Shock and dismay, she's seen his weakness. His father will never think he's good enough. That's why he's such a failure with a gambling problem. Oh fuck, he coaches little league and has other redeeming qualities including a shared interest in extremely popular movies. That's definitely something to base a marriage on. That and a court order.
Why must TV and movies repeatedly force the idea down our throats that if you rrreeeeeeeeeeeeeaaaaaally hate someone enough, one day you'll miraculously find out you both love Star Wars or some shit and suddenly be in love. No. If you really hate someone enough and you both like Star Wars you'll realize that Star Wars is one of the most popular film franchises of all time and that this person is still a fucking asshole.
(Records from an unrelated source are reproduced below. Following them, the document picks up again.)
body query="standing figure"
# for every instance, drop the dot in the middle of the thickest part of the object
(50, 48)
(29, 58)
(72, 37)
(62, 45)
Oh, she's come to the fancy ball all dolled up and now it's becoming very clear to him that he loves her. You know, because her regular clothes were not enough. Love is based entirely on the physical appearance of someone when they are wearing an expensive dress. "I didn't realize she was beautiful because she was only wearing her normal clothes." The major difference between the two: this dress is strapless and she's wearing a push-up bra. Thank you, What Happens in Vegas for showing me that love = boobies.
They do, inevitably, fall in love but only after they get a divorce and after a big, obnoxious courtroom scene with Queen Latifa. They end up back together and I end up losing faith in humanity and also spilling bourbon all over my bed in a fit of rage.
The most fucked up thing about this movie is the fact that I am sure there are women all over the world watching this and thinking "I wish I could be in a relationship where someone loves me like this." Women of the world: no you don't. This is the absolute definition of an unhealthy relationship. They treat each other like shit but according to film logic it's okay because they're in love? "Hey honey, I took a shit in your bed." "That's okay, sweetie. We love each other and that's all that matters."
Luckily, none of you have to watch this train wreck. Although, I technically didn't have to either. It is easily one of the worst written full-length features that I have ever seen. I'm telling you that this was physically painful to endure. Please do not watch it; not only for yourself, but for the sake of society as a whole. If I had a choice between having a wisdom tooth removed and re-watching this, I would choose the former since it is at least accompanied by prescription drugs. Now, if you'll excuse me, I have to go sleep on a liquor-soaked mattress.